In the next step I am looking at the national growth rates.
lm_de = lm(l_confirmed ~ n_day, data = ts_filter_de)
summary(lm_de)
##
## Call:
## lm(formula = l_confirmed ~ n_day, data = ts_filter_de)
##
## Residuals:
## Min 1Q Median 3Q Max
## -0.181066 -0.104249 -0.001078 0.088674 0.187779
##
## Coefficients:
## Estimate Std. Error t value Pr(>|t|)
## (Intercept) 3.214693 0.133570 24.07 9.47e-09 ***
## n_day 0.155240 0.007444 20.86 2.93e-08 ***
## ---
## Signif. codes: 0 '***' 0.001 '**' 0.01 '*' 0.05 '.' 0.1 ' ' 1
##
## Residual standard error: 0.1352 on 8 degrees of freedom
## Multiple R-squared: 0.9819, Adjusted R-squared: 0.9797
## F-statistic: 435 on 1 and 8 DF, p-value: 2.93e-08
So, for Germany the current growth rate is \(~15.5\%\).
lm_it = lm(l_confirmed ~ n_day, data = ts_filter_it)
summary(lm_it)
##
## Call:
## lm(formula = l_confirmed ~ n_day, data = ts_filter_it)
##
## Residuals:
## Min 1Q Median 3Q Max
## -1.16963 -0.19623 0.03263 0.36964 0.51604
##
## Coefficients:
## Estimate Std. Error t value Pr(>|t|)
## (Intercept) 5.13407 0.19280 26.63 4.82e-14 ***
## n_day 0.16269 0.01305 12.47 2.56e-09 ***
## ---
## Signif. codes: 0 '***' 0.001 '**' 0.01 '*' 0.05 '.' 0.1 ' ' 1
##
## Residual standard error: 0.4455 on 15 degrees of freedom
## Multiple R-squared: 0.912, Adjusted R-squared: 0.9061
## F-statistic: 155.4 on 1 and 15 DF, p-value: 2.563e-09
And for Italy the current growth rate is \(~16.3\%\). Plotting shows us why the \(R^2\) is lower for Italy: In the first couply of days the growth rate was considerably higher than in the last 2 weeks.
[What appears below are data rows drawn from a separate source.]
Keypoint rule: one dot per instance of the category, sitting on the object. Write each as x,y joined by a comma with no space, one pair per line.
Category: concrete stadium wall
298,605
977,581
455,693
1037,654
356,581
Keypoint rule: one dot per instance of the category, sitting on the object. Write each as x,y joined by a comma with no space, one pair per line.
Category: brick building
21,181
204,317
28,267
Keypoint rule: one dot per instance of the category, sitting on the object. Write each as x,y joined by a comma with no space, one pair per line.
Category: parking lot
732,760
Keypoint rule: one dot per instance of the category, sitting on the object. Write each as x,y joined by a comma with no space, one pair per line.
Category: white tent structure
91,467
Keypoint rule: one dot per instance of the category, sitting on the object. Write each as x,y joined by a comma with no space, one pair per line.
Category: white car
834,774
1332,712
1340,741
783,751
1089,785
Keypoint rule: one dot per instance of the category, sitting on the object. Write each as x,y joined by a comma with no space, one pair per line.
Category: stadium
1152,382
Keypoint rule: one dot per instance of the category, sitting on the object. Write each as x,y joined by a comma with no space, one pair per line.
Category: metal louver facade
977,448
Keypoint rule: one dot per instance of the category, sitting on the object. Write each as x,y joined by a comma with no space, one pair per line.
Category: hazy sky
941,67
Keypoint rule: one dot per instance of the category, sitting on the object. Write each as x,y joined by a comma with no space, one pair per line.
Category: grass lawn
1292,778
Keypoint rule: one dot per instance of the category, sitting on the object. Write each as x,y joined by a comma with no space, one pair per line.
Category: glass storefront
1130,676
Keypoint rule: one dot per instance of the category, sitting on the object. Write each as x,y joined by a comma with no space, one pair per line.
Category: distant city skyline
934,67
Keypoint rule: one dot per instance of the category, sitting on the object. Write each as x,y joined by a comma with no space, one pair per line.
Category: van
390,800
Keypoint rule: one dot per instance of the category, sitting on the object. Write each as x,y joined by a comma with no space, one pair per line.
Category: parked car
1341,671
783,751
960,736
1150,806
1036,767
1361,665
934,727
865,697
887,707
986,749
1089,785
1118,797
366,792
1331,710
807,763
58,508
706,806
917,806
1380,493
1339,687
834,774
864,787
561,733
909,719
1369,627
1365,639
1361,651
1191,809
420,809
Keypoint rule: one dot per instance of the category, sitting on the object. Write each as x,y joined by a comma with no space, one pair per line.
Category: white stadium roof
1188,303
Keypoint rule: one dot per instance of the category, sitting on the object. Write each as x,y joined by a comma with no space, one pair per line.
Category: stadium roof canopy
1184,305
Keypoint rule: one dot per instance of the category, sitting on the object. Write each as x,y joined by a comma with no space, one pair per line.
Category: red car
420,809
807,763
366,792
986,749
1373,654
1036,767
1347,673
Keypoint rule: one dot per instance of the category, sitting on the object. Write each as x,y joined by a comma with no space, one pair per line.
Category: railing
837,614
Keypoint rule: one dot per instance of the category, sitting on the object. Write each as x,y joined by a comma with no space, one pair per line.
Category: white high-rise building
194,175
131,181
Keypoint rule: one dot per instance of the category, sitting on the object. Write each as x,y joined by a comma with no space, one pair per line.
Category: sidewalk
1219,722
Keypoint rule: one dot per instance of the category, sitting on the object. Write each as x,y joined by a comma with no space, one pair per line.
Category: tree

On the basis of the full model, a very simplified prediction is possible, based on the assumption that the identified trend will continue for the next 7 days.
The reason why we are seeing an offset between last actual and first predicted value for Italy could be a first hint that the growth rate as estimated does not hold for the more recent development.